Modern liberals claim that formal or official guarantees of individual rights are irrelevant when individuals lack the material means to benefit from those rights and call for a greater role for government in the administration of economic affairs.
As heirs of the Enlightenment, liberals believed that any given social and political order emanated from human interactionsnot from divine will. From the 17th century until the 19th century, liberals from Adam Smith to John Stuart Mill conceptualised liberty as the absence of interference from government and from other individuals, claiming that all people should have the freedom to develop their own unique abilities and capacities without being sabotaged by others.
Classical liberals were committed to individualism, liberty and equal rights. Writers such as John Bright and Richard Cobden opposed both aristocratic privilege and property, which they saw as an impediment to the development of a class of yeoman farmers.
This new kind of liberty became known as positive liberty to distinguish it from the prior negative version and it was first developed by British philosopher Thomas Hill Green.This module focuses on the concepts of equality and social justice.
Students will learn to identify how the 3Rs contributed to the promotion of social, political and economic equality and will be able to recognize their most lasting achievements in securing equality and social justice in . Liberalism is a political and moral philosophy based on liberty and equality.
Liberals espouse a wide array of views depending on their understanding of these principles, but they generally support civil rights, democracy, secularism, gender equality, racial equality, internationalism, freedom of speech, freedom of the press and freedom of religion.
Liberalism in the United States is a broad political philosophy centered on what many see as the unalienable rights of the individual.
The fundamental liberal ideals of freedom of speech, freedom of the press, freedom of religion for all belief systems, and the separation of church and state, right to due process, and equality under the law are widely accepted as a common foundation across the.
Two dimensions of freedom: "freedom to" versus "freedom from" FDR's speech presents an opportunity to highlight a subtle distinction that has troubled political philosophers through the ages: the distinction between "freedom FROM" and "freedom TO.".
Liberalism in the United States is a broad political philosophy centered on what many see as the unalienable rights of the individual.

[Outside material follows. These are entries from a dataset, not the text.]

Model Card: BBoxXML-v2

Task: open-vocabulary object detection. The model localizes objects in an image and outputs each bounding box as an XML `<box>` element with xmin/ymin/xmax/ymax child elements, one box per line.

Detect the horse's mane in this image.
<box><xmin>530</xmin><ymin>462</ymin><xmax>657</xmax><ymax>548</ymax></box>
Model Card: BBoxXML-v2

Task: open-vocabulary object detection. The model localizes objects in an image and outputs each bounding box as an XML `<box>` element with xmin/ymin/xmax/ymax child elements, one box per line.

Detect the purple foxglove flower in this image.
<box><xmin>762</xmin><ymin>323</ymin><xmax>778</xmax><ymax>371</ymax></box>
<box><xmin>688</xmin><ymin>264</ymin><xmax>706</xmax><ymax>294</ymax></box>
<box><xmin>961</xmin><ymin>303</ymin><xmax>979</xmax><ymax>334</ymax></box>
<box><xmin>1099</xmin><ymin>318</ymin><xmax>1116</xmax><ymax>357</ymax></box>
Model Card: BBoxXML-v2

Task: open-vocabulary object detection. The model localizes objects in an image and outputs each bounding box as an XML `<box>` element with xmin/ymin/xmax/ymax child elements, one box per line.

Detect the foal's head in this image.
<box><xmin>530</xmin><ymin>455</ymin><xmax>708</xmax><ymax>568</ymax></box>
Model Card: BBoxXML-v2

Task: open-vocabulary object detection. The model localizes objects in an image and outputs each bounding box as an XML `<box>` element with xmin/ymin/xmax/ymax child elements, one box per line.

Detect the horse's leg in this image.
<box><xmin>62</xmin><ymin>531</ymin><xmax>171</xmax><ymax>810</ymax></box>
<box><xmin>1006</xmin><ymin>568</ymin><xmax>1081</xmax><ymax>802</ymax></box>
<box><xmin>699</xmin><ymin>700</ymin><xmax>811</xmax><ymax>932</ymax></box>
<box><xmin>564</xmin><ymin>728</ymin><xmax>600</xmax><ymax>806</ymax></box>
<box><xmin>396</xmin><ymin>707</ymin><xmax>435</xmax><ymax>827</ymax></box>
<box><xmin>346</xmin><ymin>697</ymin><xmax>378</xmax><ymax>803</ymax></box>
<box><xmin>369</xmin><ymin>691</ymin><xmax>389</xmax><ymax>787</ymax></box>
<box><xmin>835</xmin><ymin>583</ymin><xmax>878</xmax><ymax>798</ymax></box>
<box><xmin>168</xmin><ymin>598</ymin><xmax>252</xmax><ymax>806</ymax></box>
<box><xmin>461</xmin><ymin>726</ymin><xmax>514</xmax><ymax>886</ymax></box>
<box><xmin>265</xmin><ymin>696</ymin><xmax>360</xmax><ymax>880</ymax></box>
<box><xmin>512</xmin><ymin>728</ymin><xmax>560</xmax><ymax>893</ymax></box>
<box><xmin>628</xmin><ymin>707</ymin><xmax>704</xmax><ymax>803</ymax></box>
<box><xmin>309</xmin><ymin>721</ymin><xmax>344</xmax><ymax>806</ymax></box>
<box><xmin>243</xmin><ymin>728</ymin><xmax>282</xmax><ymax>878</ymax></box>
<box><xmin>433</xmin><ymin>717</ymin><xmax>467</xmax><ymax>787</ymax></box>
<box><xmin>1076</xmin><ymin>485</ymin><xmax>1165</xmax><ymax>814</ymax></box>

The fundamental liberal ideals of freedom of speech, freedom of the press, freedom of religion for all belief systems, and the separation of church and state, right to due process, and equality under the law are widely .
Modern liberalism took shape during the twentieth century, with roots in Theodore Roosevelt's New Nationalism, Woodrow Wilson's New Freedom, Franklin D. Roosevelt's New Deal, Harry S. Truman's Fair Deal, John F. Kennedy's New Frontier, and Lyndon B. Johnson's Great Society.